An ice hockey puck given to me when I lived overseas for awhile. Two tiny japanese dolls sitting in a conker shell. Both represent the first time in my life when I was independent and had discovered what a fascinating place the world is. Two blue china bowls from the same time. There used to be five. I've cried each time one has broken. A hand drawn card from a great friend of mine that represents a time when we were close and life was an adventure.

The Celtic Year Project said...

Interesting post Hazel, thanks. I often find inspiration in these simple objects. Although not certain that the opals I have posted count as simple gifts...but it’s the same sentiment. Sally

Fi said...

In my study I have many many such objects :-) They are a constellation of inspiration-stars,lighting up the room as I write!

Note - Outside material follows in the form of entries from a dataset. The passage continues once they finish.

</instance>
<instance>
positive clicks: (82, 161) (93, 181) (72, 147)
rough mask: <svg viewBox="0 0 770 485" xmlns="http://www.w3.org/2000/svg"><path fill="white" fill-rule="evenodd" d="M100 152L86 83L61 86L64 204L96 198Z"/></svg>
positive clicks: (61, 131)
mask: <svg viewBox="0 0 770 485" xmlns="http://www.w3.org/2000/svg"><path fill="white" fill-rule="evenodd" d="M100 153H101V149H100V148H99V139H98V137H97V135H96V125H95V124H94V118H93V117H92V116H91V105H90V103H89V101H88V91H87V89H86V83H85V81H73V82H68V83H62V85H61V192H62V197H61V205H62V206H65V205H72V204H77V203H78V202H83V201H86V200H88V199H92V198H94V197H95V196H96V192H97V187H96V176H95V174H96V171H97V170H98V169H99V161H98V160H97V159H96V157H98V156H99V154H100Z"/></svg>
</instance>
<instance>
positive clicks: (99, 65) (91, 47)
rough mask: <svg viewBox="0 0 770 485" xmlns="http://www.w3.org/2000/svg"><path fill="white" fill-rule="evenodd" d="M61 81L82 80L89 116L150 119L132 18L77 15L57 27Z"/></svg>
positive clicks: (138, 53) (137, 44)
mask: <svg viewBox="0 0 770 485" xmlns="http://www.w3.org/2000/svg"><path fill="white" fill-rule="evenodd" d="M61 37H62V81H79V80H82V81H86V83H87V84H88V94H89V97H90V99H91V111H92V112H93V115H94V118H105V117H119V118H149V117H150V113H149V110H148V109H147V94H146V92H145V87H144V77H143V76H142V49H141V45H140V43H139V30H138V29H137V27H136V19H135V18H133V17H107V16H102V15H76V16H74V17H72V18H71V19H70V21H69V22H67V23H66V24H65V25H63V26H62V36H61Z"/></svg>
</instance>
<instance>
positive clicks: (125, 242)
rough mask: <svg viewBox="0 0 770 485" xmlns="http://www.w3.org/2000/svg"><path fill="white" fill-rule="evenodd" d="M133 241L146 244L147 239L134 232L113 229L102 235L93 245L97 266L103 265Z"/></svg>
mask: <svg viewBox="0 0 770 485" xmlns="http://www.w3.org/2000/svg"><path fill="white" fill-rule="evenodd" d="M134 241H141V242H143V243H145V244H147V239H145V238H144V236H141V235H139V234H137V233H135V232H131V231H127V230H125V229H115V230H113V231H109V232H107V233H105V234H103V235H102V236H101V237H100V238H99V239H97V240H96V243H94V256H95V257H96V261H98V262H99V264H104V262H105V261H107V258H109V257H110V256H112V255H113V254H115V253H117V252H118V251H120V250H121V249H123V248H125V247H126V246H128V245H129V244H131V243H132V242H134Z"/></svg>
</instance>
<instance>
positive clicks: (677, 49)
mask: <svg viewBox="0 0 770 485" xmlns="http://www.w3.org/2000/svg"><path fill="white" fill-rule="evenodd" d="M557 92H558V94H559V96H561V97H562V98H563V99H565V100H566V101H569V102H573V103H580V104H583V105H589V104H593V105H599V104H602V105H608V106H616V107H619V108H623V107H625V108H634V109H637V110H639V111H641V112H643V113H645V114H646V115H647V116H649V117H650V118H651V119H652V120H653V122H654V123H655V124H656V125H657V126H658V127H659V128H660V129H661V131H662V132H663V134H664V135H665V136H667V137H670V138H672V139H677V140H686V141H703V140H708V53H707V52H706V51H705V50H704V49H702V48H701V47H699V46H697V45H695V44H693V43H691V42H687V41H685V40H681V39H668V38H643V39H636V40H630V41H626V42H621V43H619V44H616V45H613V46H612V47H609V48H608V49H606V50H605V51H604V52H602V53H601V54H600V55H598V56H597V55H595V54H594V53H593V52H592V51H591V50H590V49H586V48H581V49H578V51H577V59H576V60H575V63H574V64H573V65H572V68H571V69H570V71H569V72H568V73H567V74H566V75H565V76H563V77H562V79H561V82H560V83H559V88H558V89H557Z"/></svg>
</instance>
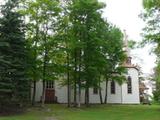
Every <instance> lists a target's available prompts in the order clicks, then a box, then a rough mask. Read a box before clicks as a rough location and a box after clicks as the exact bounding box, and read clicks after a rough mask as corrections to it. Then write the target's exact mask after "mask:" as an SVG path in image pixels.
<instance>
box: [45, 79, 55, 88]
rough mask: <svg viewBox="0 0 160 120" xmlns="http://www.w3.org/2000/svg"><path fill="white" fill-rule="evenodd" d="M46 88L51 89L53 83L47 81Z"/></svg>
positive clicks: (49, 81)
mask: <svg viewBox="0 0 160 120" xmlns="http://www.w3.org/2000/svg"><path fill="white" fill-rule="evenodd" d="M46 88H47V89H53V88H54V81H47V84H46Z"/></svg>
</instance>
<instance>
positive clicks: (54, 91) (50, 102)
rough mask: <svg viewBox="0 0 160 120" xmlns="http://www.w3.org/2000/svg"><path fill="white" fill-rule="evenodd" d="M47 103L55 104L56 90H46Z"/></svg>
mask: <svg viewBox="0 0 160 120" xmlns="http://www.w3.org/2000/svg"><path fill="white" fill-rule="evenodd" d="M45 102H46V103H54V102H55V90H54V89H46V93H45Z"/></svg>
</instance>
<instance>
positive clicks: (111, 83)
mask: <svg viewBox="0 0 160 120" xmlns="http://www.w3.org/2000/svg"><path fill="white" fill-rule="evenodd" d="M115 93H116V86H115V82H114V81H113V80H112V81H111V94H115Z"/></svg>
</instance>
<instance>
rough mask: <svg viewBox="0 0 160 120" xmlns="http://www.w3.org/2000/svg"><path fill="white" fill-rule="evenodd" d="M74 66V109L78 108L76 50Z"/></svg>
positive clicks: (76, 62)
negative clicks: (77, 95)
mask: <svg viewBox="0 0 160 120" xmlns="http://www.w3.org/2000/svg"><path fill="white" fill-rule="evenodd" d="M74 59H75V61H74V62H75V63H74V64H75V66H74V107H76V106H77V51H76V49H75V58H74Z"/></svg>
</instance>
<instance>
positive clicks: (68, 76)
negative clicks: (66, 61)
mask: <svg viewBox="0 0 160 120" xmlns="http://www.w3.org/2000/svg"><path fill="white" fill-rule="evenodd" d="M67 89H68V91H67V92H68V107H71V86H70V74H69V54H67Z"/></svg>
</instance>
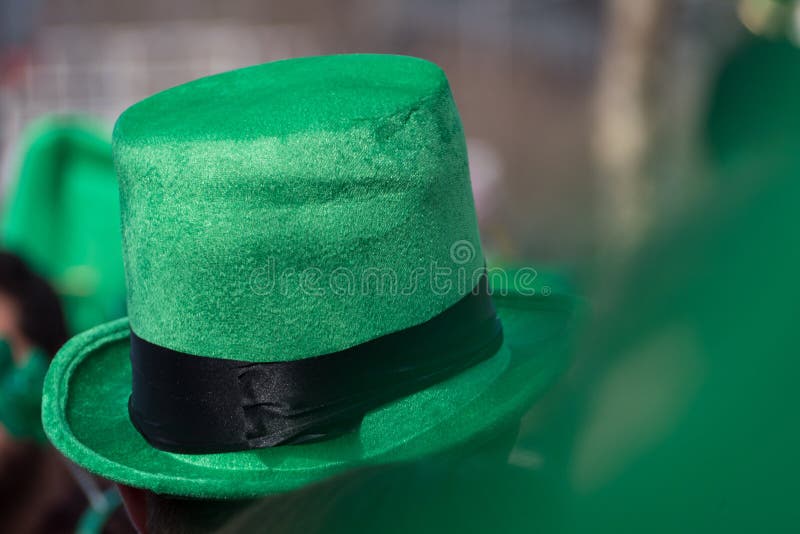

One of 'em - a block print that I call Moth Girl, which contains the girl and her androgynous love, and what I perceive sometimes as the girl's inner child and sometimes as other ... and the most beautify moth ... the colours are muted fawns and blues and I feel like I'm in a fairy tale every single time I look at it ...

I bought it in a corner-shop-that-wasn't-there-long in the north-east of England when I was 19 ...

some years later I was living in Braintree in Essex, and it was only then that I noticed a little label on the back of the picture that said it had been created in Braintree, Essex ...

I've had to leave various precious possessions behind when I've had sudden home moves, but not the Moth Girl picture

Fi
xx

Anonymous said...

my tattoos
my wedding ring
my niece

S x

fitzroyalty said...

When I was much younger I had an intense relationship with a woman who I often dreamed about (I rarely remember dreams now). One night I dreamed she left her bra under my pillow. When I told her of the dream I did so in an offhand way - it did not seem important. When I went to bed after she had been at my place I found her bra under my pillow. I kept it for years; long after the relationship had ended, passed through frosty distance to arrive at calm acquaintance, though never friendship. The years passed and when moving house I found it in a box with remnants of her art, my writing and old diaries. It no longer smelled of her so I put it in the pile of things to go in the charity bin. Your post brought this memory instantly to mind.